Others disagree. "There's an awful lot of Chicken Little, but the sky is not falling," insists Frank Callari, senior vice president of A&R at Lost Highway Records, home to Lucinda Williams, among others. "I'm pretty optimistic." ("A&R," standing for "artists and repertoire," is the industry's name for the execs who sign acts.)

High ticket prices gut the concert business

Even for the industry optimists, the first quarter of 2000, when sales were up 12 percent over the previous year, must now seem like a lifetime ago. By contrast, as the final days of 2001 ticked off, music sales were down 5 percent from last year, according to SoundScan, which 10 years ago began tabulating music sales with some exactitude, using scanning technology as albums were purchased. Worse, sales of current releases ­ that's not counting older catalog material, just albums shipped out within the last 18 months ­ were off 6 percent, year-to-date.
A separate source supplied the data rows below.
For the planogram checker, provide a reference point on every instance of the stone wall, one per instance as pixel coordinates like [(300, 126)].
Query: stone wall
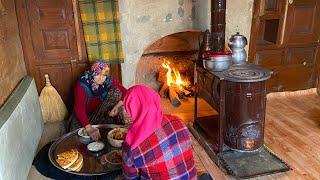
[(11, 56), (143, 22), (21, 127)]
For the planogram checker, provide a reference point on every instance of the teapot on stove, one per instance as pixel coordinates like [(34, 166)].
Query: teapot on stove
[(237, 42)]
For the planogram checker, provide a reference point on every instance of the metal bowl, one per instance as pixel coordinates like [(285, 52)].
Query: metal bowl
[(115, 142), (217, 61)]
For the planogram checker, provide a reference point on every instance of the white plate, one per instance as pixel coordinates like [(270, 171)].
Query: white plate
[(95, 146), (82, 129)]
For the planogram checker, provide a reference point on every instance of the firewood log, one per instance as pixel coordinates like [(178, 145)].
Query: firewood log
[(175, 101), (164, 89)]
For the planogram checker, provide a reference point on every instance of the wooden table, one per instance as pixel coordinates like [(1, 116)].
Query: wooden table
[(91, 161)]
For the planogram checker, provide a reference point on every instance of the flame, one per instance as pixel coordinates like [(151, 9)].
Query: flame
[(173, 76), (250, 143)]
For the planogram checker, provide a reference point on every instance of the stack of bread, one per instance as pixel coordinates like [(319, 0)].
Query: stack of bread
[(71, 160)]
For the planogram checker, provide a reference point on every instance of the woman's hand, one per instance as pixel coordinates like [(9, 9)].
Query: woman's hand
[(93, 132), (115, 109)]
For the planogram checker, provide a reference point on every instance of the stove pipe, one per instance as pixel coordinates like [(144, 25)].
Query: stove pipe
[(218, 24)]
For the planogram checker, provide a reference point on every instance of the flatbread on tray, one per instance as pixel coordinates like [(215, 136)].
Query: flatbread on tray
[(67, 158), (78, 164)]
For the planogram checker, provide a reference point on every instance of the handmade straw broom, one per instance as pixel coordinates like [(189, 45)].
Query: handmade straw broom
[(52, 107)]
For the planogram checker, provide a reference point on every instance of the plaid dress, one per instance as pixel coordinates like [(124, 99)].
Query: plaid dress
[(165, 154)]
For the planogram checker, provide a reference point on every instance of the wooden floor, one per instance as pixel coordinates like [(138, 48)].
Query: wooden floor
[(292, 132)]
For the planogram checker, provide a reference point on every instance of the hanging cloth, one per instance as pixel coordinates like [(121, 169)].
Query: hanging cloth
[(101, 25)]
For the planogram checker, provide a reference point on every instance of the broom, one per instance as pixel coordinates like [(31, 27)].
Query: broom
[(52, 107)]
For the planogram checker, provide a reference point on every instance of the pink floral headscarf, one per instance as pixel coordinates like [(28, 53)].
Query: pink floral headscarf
[(143, 106)]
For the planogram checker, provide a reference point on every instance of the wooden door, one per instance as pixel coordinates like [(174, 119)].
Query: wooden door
[(53, 43), (302, 24)]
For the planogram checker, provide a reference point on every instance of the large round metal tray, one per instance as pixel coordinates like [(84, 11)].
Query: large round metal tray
[(91, 162)]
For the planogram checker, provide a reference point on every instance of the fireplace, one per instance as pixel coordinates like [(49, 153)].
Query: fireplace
[(174, 54)]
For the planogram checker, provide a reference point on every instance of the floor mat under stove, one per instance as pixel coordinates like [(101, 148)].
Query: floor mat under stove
[(252, 164)]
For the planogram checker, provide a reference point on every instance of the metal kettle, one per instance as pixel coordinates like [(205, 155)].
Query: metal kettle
[(236, 43)]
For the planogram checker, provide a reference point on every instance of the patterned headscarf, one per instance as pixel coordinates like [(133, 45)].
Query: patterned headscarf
[(93, 88), (143, 106)]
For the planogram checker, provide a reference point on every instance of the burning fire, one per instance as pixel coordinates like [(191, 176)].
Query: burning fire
[(173, 76), (250, 143)]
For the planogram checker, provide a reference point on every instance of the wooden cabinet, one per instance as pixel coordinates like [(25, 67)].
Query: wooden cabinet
[(285, 39)]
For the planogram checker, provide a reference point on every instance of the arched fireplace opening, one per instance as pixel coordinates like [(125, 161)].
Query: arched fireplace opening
[(179, 51)]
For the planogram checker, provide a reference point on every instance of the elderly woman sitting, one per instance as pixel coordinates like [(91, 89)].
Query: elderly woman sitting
[(97, 100), (157, 146)]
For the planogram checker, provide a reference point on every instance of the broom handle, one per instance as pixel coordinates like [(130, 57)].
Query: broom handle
[(99, 110), (48, 83)]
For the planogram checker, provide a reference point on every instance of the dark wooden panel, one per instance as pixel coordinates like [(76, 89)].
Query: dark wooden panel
[(57, 39), (302, 21), (53, 42), (304, 56), (46, 26), (297, 77), (268, 58), (271, 6), (51, 15)]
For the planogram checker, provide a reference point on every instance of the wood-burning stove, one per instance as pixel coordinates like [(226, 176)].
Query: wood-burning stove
[(239, 96)]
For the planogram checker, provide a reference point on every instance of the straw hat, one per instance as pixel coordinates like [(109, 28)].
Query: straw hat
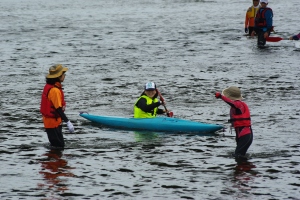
[(56, 71), (233, 93)]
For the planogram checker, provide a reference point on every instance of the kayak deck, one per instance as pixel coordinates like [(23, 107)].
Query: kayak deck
[(159, 124)]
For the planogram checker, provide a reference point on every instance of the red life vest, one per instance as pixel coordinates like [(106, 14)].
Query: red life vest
[(260, 19), (47, 109), (240, 120)]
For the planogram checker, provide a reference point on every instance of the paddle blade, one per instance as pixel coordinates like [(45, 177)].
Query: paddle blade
[(273, 39), (170, 114)]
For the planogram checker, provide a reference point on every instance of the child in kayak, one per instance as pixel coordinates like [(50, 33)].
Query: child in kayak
[(147, 104), (239, 118), (295, 37)]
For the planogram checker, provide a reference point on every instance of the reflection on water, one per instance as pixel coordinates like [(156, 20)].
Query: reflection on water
[(243, 175), (54, 168)]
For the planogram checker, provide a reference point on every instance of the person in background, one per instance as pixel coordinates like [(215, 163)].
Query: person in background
[(53, 106), (147, 104), (239, 118), (263, 23), (250, 17), (295, 37)]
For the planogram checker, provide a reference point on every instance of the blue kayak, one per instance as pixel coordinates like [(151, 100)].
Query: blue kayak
[(159, 124)]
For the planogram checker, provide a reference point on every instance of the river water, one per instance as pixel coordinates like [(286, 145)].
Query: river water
[(190, 48)]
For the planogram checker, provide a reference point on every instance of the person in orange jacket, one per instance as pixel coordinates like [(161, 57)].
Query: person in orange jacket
[(295, 37), (239, 118), (250, 17), (53, 106)]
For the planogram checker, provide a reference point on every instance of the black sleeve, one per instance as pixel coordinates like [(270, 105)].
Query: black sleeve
[(142, 104), (62, 114)]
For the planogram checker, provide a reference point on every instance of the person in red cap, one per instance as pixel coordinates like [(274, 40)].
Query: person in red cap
[(53, 106), (239, 118), (147, 104)]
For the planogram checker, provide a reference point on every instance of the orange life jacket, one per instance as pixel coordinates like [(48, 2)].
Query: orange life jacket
[(260, 19), (47, 109)]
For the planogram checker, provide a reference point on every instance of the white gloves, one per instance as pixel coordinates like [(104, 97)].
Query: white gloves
[(70, 126)]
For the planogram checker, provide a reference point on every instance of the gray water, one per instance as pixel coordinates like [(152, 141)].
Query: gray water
[(190, 48)]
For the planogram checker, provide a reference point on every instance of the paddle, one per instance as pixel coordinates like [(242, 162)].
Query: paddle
[(169, 114)]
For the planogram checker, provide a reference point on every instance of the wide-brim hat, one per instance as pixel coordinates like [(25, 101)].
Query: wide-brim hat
[(56, 71), (150, 86), (233, 93)]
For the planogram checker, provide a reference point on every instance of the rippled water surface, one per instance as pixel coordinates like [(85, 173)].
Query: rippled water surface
[(190, 48)]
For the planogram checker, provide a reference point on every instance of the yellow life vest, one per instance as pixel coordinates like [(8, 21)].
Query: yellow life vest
[(139, 113)]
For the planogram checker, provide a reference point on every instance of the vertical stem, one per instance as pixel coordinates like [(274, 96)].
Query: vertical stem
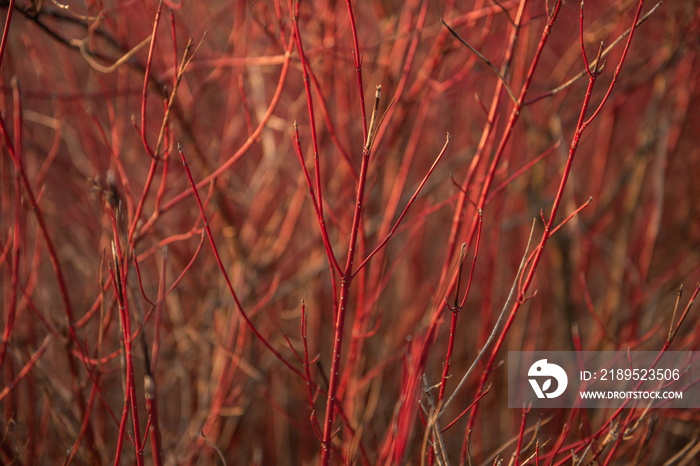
[(346, 281)]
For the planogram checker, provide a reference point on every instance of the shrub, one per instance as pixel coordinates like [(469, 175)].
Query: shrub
[(283, 232)]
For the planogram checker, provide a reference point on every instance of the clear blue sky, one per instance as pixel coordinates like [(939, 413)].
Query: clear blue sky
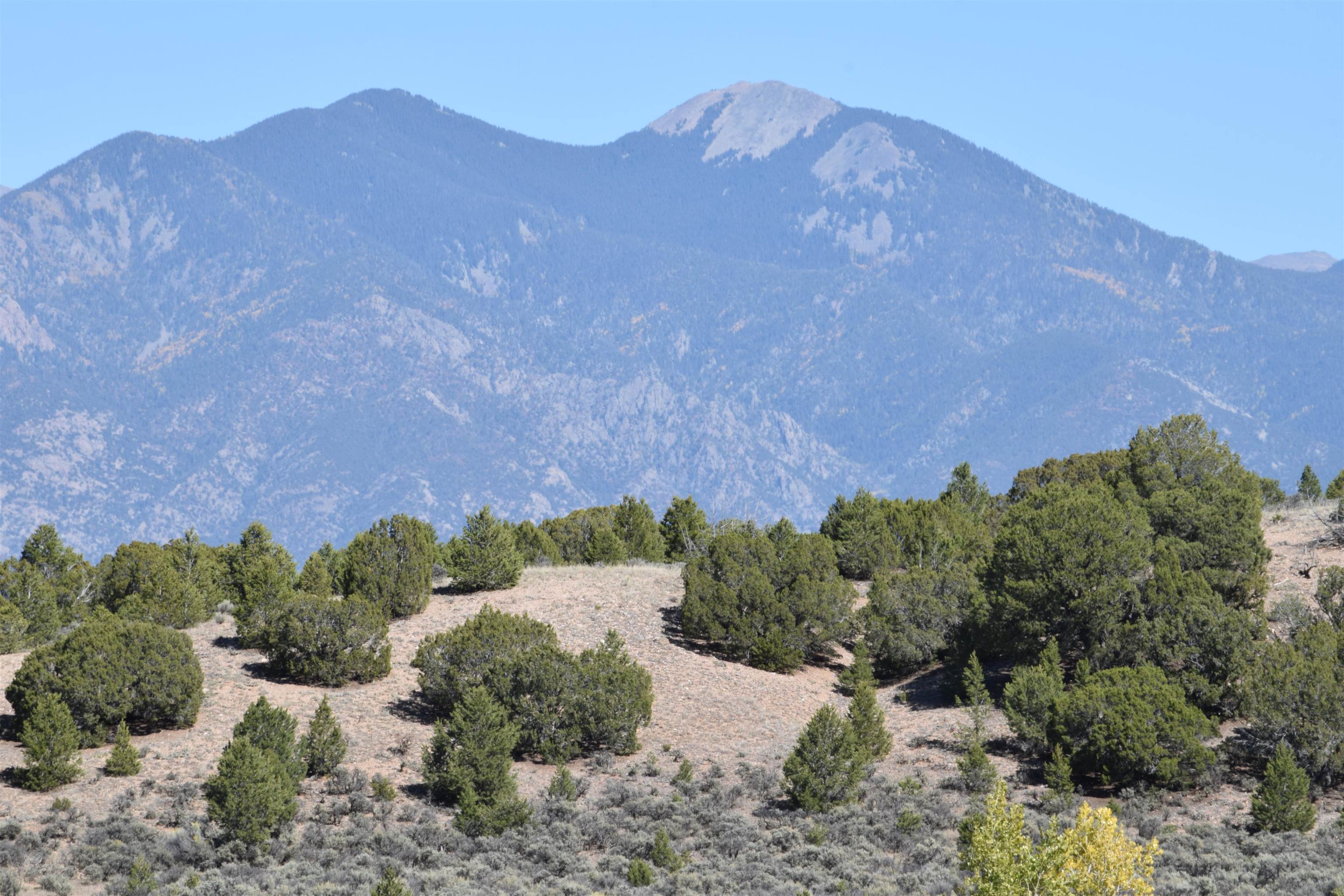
[(1224, 122)]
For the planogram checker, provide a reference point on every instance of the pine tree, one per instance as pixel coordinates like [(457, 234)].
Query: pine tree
[(858, 672), (605, 547), (869, 723), (272, 728), (390, 884), (124, 760), (1308, 485), (975, 699), (487, 558), (562, 786), (324, 745), (639, 874), (827, 765), (252, 794), (1337, 488), (50, 746), (469, 762), (1283, 801), (142, 878), (316, 577), (977, 773)]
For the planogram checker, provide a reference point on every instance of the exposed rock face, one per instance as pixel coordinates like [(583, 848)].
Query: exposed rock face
[(764, 299)]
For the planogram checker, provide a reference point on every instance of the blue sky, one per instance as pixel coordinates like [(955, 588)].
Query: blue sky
[(1222, 122)]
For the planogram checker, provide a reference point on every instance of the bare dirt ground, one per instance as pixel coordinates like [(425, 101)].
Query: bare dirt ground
[(706, 708)]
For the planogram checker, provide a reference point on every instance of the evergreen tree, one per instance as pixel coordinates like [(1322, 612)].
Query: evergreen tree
[(858, 672), (1032, 698), (562, 786), (50, 746), (487, 558), (272, 728), (469, 762), (975, 698), (1283, 801), (142, 878), (1308, 485), (316, 577), (827, 765), (124, 760), (869, 723), (1337, 488), (390, 884), (977, 773), (324, 745), (685, 528), (605, 547), (252, 794)]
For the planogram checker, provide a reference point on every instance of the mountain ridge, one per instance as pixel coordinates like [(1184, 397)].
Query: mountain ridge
[(385, 305)]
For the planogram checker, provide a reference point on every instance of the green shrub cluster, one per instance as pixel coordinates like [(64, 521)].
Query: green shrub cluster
[(561, 703), (772, 598), (108, 671)]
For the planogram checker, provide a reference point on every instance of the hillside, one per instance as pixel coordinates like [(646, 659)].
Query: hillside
[(763, 299)]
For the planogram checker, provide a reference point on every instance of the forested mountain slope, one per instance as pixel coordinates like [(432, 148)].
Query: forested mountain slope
[(764, 298)]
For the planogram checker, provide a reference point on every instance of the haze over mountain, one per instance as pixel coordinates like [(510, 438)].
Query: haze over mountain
[(1307, 262), (765, 299)]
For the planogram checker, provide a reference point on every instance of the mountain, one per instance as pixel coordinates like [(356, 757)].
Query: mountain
[(764, 298), (1306, 262)]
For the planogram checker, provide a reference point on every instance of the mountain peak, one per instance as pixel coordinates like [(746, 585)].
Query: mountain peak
[(753, 119)]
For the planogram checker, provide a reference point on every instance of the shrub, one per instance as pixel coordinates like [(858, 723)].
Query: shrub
[(142, 582), (869, 723), (977, 773), (564, 704), (639, 874), (1308, 485), (124, 760), (315, 578), (252, 794), (469, 763), (912, 616), (635, 525), (487, 559), (50, 746), (390, 884), (272, 728), (1092, 858), (330, 641), (1031, 699), (536, 546), (685, 528), (392, 566), (1134, 724), (1065, 564), (108, 671), (605, 547), (766, 604), (1283, 801), (323, 747), (259, 577), (1295, 693), (827, 765)]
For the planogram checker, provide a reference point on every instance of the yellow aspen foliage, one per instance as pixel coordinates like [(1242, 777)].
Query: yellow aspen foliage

The traumatic terrorist attack of September 11 and subsequent consumer fallout, when the concert business virtually came to a standstill and shopping patterns were disrupted for weeks, only exacerbated what had been glaring music industry weaknesses.

"The business is broke and that just accelerated the decline," says one veteran. "This is not a growth industry." (The one bright spot is contemporary Christian and gospel music; sales have spiked since September 11.)

For instance, the concert business was already off 12 percent through the first six months, according to Pollstar magazine. Worse, actual concert attendance fell 16 percent during the first half of the year. Nobody thinks those numbers will improve when the receipts for the second six months of the year are tallied.

"Lots of promoters have been trying to use the Osama excuse," according to one concert industry pro. "But by September 11, the outdoor summer amphitheater season was basically done."

What's the real reason? Some people say it's high ticket prices.

"Weak business has more to do with issues of pricing than the trauma of war," that pro continues.

There are both higher ticket prices and expanding ticket surcharges. For instance, a pair of $49.50 tickets to see Britney Spears at the MCI Center in Washington on December 21 came complete with an astonishing $25.40 worth of add-on service fees. Ticketmaster charges a $15.90 "convenience charge" for the privilege of buying tickets. (Harris-Teeter is prevented from demanding a "convenience charge" for shopping in its stores because the customer has alternatives, a state of affairs that does not apply to Ticketmaster, which handles the fare gate for a large part of the concert industry.) There is an additional $3.50 "handling fee" as well. And finally, there is a $6 "building facility charge," sort of a tax to walk into the MCI Center. (Traditionally, venues like the MCI Center also have some portion of the Ticketmaster fees kicked back to them as well.)